The field trial was conducted in a cabbage field of Odawara City, Kanagawa Prefecture in Japan using one of general formulation types, WP. This formulation, including 5% (w/w) active ingredient, was prepared following a preparation method reported previously [20]. The determined amount of diluted solution of 5c WP in water was applied to cabbage infested with cabbage aphids. Before application and at 1, 5, 7, 13 and 20 days after application, the numbers of aphids were counted in each plot. The corrected density index was calculated as follows:

$$\begin{array}{*{20}{l}} {{\mathrm{Corrected}}\,{\mathrm{density}}\,{\mathrm{index}}} \hfill & \\ \quad{\mathrm{ = }} {\left[ {{\textstyle{{\left( {{\mathrm{the}}{\kern 1pt} {\mathrm{number}}{\kern 1pt} {\mathrm{of}}{\kern 1pt} {\mathrm{aphids}}{\kern 1pt} {\mathrm{in}}{\kern 1pt} {\mathrm{treated}}{\kern 1pt} {\mathrm{plot}}{\kern 1pt} {\mathrm{at}}{\kern 1pt} {X}{\kern 1pt} {\mathrm{days}}{\kern 1pt} {\mathrm{after}}{\kern 1pt} {\mathrm{application}}} \right)} \over {\left( {{\mathrm{the}}{\kern 1pt} {\mathrm{number}}{\kern 1pt} {\mathrm{of}}{\kern 1pt} {\mathrm{aphids}}{\kern 1pt} {\mathrm{in}}{\kern 1pt} {\mathrm{treated}}{\kern 1pt} {\mathrm{plot}}{\kern 1pt} {\mathrm{before}}{\kern 1pt} {\mathrm{application}}} \right)}}}} \right]} \hfill \\ {} \hfill & \qquad{} {{\mathrm{ \times }}\left[ {{\textstyle{{\left( {{\mathrm{the}}{\kern 1pt} {\mathrm{number}}{\kern 1pt} {\mathrm{of}}{\kern 1pt} {\mathrm{aphids}}{\kern 1pt} {\mathrm{in}}{\kern 1pt} {\mathrm{untreated}}{\kern 1pt} {\mathrm{plot}}{\kern 1pt} {\mathrm{before}}{\kern 1pt} {\mathrm{application}}} \right)} \over {\left( {{\mathrm{the}}{\kern 1pt} {\mathrm{number}}{\kern 1pt} {\mathrm{of}}{\kern 1pt} {\mathrm{aphids}}{\kern 1pt} {\mathrm{in}}{\kern 1pt} {\mathrm{untreated}}{\kern 1pt} {\mathrm{plot}}{\kern 1pt} {\mathrm{at}}{\kern 1pt} {X}{\kern 1pt} {\mathrm{days}}{\kern 1pt} {\mathrm{after}}{\kern 1pt} {\mathrm{application}}} \right)}}}} \right]} \hfill \\ \qquad{{\mathrm{ \times 100}}} \hfill \end{array}$$
(1)

Then, compared with untreated plot, the control percentage was calculated as follows:

$${\mathrm{\% }}{\kern 1pt} {\mathrm{control = 100}}-\left( {{\mathrm{the}}\,{\mathrm{corrected}}\,{\mathrm{density}}\,{\mathrm{index}}} \right){\mathrm{.}}$$
(2)

Field efficacy of 5c in a foliar application against cotton aphid (A. gossypii) on potato

The field trial was conducted in a potato field of Misawa City, Aomori Prefecture in Japan as a non-disclosed trial conducted by the Institute of Japan Plant Protection Association.
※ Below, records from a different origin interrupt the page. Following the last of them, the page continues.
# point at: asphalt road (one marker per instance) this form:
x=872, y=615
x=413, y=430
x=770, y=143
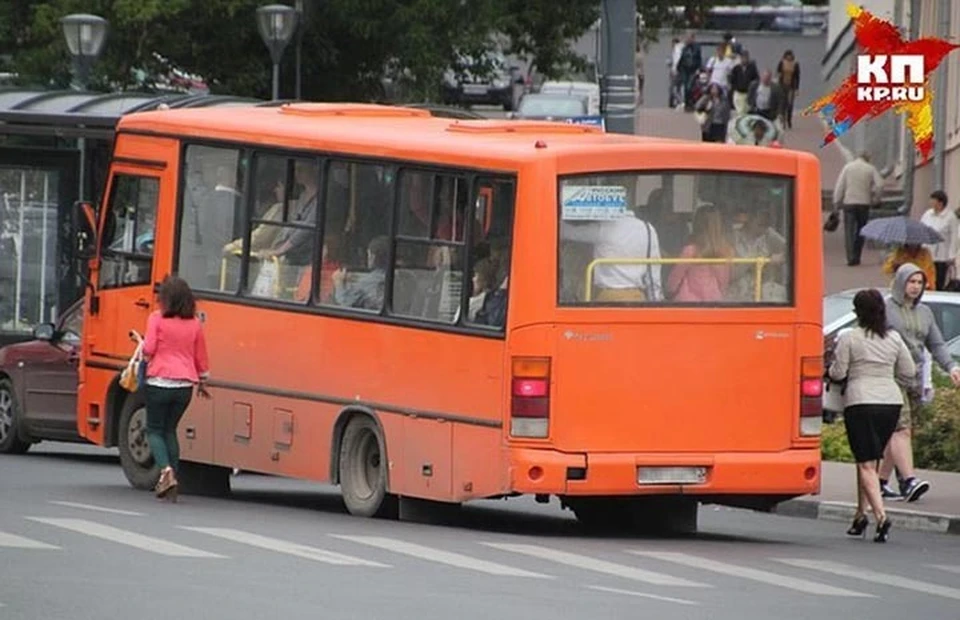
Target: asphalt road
x=77, y=542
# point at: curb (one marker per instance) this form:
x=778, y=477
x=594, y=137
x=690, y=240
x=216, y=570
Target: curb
x=843, y=511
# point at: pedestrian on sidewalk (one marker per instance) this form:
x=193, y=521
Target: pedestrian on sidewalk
x=945, y=222
x=873, y=360
x=741, y=77
x=914, y=322
x=916, y=254
x=177, y=360
x=858, y=188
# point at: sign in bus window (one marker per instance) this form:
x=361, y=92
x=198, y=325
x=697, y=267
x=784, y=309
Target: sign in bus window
x=690, y=237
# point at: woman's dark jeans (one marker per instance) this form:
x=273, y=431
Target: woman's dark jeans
x=165, y=407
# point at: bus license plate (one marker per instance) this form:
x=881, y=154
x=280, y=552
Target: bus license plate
x=671, y=475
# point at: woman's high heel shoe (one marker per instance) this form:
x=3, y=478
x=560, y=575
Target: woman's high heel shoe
x=883, y=531
x=859, y=526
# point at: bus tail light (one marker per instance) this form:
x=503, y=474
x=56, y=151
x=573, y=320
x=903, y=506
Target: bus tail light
x=811, y=396
x=530, y=397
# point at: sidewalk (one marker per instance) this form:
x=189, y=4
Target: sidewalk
x=937, y=511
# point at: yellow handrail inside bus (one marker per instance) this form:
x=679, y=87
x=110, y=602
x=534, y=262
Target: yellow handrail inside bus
x=759, y=262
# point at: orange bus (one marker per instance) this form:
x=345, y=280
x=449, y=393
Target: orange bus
x=431, y=310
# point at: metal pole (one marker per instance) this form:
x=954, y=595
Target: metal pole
x=940, y=114
x=619, y=29
x=276, y=81
x=911, y=155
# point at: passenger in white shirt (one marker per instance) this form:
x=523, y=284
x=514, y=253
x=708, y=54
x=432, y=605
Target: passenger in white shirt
x=720, y=66
x=944, y=221
x=623, y=237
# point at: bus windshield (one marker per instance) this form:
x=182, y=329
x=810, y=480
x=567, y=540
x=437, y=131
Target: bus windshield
x=676, y=238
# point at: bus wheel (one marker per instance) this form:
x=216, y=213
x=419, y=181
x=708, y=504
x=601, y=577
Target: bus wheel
x=135, y=457
x=363, y=470
x=10, y=442
x=203, y=479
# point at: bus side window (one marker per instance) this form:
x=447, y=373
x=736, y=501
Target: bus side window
x=127, y=245
x=209, y=214
x=493, y=209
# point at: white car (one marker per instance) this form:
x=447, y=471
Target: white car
x=838, y=314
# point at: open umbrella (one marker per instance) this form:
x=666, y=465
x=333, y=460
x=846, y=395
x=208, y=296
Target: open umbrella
x=900, y=230
x=741, y=131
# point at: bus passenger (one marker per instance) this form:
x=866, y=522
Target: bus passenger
x=704, y=282
x=177, y=360
x=621, y=238
x=367, y=291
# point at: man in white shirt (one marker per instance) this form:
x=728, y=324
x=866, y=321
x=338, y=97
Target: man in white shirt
x=623, y=237
x=945, y=222
x=858, y=187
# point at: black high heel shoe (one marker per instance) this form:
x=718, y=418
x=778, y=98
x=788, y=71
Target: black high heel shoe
x=859, y=526
x=883, y=531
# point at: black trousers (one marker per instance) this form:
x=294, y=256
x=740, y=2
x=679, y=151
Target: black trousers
x=854, y=219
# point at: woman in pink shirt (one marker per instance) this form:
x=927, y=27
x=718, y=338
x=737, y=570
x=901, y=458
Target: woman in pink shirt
x=176, y=356
x=703, y=282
The WP formulation, including 5% (w/w) active ingredient, was prepared and used in the same way as the field trial against B. brassicae. The determined amount of diluted solution of 5c WP in water was applied to potatoes infested with cotton aphids. Before application and at 2, 7 and 14 days after application, the numbers of aphids were counted in each plot. The corrected density index and percentage of control were calculated by the same formulae as the field trial against cabbage aphid.